Depiello, Sylvain, Étienne : et à la fin, ce sont les mêmes qui gagnent

Retour sur la piste. Au deuxième départ, Depielo, un Youtubeur justement spécialiste du sport automobile, ne laisse aucune chance à ses adversaires, qu’il efface derrière lui. Il finira la course en tête, et franchira la ligne d’arrivée sous les applaudissements, mais sans grand suspense. Il échange sa place de n°2 obtenue en 2022 avec Sylvain, du duo Vilebrequin – une chaîne qui allie pédagogie et tests insolites autour des voitures, qui avait remporté le premier GP. Comme l’an passé, Étienne Moustache, membre de l’équipe du Youtubeur Amixem, soulèvera le trophée en bronze. Pourtant, même si c’est la dure loi du sport automobile, cette course en faux rythme à cause de l’accident au premier tour a des airs d’inachevée.

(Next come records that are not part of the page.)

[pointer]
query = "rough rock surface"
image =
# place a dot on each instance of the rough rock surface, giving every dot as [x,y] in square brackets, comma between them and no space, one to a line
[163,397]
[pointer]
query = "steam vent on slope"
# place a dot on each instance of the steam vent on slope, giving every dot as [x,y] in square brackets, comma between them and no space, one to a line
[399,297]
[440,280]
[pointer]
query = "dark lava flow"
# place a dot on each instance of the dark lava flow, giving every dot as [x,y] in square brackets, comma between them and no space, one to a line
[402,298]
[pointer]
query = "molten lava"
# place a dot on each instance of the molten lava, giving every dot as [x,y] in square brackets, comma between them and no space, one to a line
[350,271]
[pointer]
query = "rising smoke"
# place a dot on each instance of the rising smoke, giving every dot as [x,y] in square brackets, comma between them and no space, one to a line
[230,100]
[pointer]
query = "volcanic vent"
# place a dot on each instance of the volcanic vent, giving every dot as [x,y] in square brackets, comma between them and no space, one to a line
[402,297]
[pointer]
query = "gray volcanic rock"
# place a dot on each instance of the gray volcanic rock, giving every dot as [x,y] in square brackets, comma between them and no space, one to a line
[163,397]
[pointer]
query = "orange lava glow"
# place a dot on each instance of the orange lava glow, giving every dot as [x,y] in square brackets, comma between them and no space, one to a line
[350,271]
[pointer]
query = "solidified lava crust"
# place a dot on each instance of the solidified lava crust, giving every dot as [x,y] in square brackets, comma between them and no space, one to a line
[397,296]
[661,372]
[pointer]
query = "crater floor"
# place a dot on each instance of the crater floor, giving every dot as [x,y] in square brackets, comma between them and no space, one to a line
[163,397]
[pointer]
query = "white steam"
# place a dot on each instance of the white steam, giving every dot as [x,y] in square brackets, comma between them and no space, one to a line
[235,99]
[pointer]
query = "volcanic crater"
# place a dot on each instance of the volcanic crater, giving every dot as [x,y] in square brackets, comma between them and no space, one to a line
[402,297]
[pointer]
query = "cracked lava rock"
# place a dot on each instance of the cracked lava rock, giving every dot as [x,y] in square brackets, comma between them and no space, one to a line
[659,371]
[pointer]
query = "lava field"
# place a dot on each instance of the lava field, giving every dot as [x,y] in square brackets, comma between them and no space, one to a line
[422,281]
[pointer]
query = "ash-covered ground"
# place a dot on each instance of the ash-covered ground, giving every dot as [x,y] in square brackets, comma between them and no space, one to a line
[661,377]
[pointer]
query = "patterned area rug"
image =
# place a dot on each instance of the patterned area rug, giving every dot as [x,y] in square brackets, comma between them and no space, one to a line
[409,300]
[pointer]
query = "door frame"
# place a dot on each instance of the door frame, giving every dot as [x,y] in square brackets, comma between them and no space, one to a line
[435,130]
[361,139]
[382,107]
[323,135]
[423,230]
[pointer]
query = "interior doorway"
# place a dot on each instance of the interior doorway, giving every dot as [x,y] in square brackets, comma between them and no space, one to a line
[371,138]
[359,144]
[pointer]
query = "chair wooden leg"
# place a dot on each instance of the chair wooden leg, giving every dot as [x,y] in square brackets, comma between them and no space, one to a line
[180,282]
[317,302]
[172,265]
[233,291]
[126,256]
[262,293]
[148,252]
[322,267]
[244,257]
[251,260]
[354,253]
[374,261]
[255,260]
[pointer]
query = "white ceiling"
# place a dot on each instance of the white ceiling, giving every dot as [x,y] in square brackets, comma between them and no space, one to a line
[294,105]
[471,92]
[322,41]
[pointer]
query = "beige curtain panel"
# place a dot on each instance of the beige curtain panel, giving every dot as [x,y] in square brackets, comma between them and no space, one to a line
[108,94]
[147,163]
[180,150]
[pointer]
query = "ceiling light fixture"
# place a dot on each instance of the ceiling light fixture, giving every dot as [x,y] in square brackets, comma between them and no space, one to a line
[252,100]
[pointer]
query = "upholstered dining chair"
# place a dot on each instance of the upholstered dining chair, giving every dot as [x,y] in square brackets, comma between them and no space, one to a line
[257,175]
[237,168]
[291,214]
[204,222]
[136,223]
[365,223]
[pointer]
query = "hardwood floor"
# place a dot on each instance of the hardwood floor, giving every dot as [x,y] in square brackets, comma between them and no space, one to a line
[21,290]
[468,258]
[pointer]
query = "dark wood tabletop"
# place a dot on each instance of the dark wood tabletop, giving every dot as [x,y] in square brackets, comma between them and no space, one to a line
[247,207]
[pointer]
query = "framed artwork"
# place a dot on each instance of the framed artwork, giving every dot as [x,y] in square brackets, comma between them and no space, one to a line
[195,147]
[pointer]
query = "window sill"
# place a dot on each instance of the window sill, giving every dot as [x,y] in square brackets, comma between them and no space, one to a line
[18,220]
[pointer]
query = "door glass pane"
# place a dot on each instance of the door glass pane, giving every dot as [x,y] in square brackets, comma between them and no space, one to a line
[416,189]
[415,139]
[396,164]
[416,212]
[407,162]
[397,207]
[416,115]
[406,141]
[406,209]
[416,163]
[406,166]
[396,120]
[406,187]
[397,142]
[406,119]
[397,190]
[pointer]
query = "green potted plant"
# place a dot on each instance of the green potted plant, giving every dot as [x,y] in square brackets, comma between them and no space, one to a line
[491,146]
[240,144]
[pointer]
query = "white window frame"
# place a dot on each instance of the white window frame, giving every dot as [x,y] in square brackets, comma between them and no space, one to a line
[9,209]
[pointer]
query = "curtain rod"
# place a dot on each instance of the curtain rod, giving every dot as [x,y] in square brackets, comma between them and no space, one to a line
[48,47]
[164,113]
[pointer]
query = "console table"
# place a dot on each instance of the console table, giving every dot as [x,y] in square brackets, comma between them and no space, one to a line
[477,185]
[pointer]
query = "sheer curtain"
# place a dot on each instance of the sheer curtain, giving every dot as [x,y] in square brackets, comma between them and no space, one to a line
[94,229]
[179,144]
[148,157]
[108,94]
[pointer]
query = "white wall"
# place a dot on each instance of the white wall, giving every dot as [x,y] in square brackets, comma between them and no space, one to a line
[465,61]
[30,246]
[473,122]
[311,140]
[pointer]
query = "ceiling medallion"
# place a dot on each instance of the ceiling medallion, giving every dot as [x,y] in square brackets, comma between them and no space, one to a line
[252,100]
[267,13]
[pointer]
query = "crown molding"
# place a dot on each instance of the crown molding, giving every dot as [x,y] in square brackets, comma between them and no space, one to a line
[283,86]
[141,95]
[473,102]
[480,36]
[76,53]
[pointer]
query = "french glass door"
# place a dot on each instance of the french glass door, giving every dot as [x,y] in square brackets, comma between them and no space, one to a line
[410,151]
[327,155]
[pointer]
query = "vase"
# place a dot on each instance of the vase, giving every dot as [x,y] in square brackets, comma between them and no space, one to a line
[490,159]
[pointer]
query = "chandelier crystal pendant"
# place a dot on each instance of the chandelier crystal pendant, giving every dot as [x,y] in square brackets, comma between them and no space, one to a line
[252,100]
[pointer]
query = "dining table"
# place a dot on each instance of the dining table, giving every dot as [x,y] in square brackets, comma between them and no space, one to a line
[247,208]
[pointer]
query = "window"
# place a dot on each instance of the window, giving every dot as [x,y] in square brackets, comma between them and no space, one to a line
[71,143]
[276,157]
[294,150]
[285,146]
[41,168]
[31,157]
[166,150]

Pas de quoi pour autant gâcher la fête. À peine la course est-elle finie que les tribunes se vident. Les spectateurs déferlent sur la piste Bugatti, transformée pour l’occasion en un gigantesque espace de joie partagée. Les vainqueurs s’avancent sur le podium, bientôt rejoints par le reste des pilotes, très longuement applaudis. “Squeezie ! Squeezie !”, scandent en choeur les 60 000 personnes présentes. Dernier hommage à celui sans qui ce prix n’existerait pas. “C’est fou”, confie un spectateur. “Incroyable” et “dingue”, complètent deux autres pour qualifier la journée. Vraiment ? C’est juste Internet. Ou peut-être un peu plus que ça.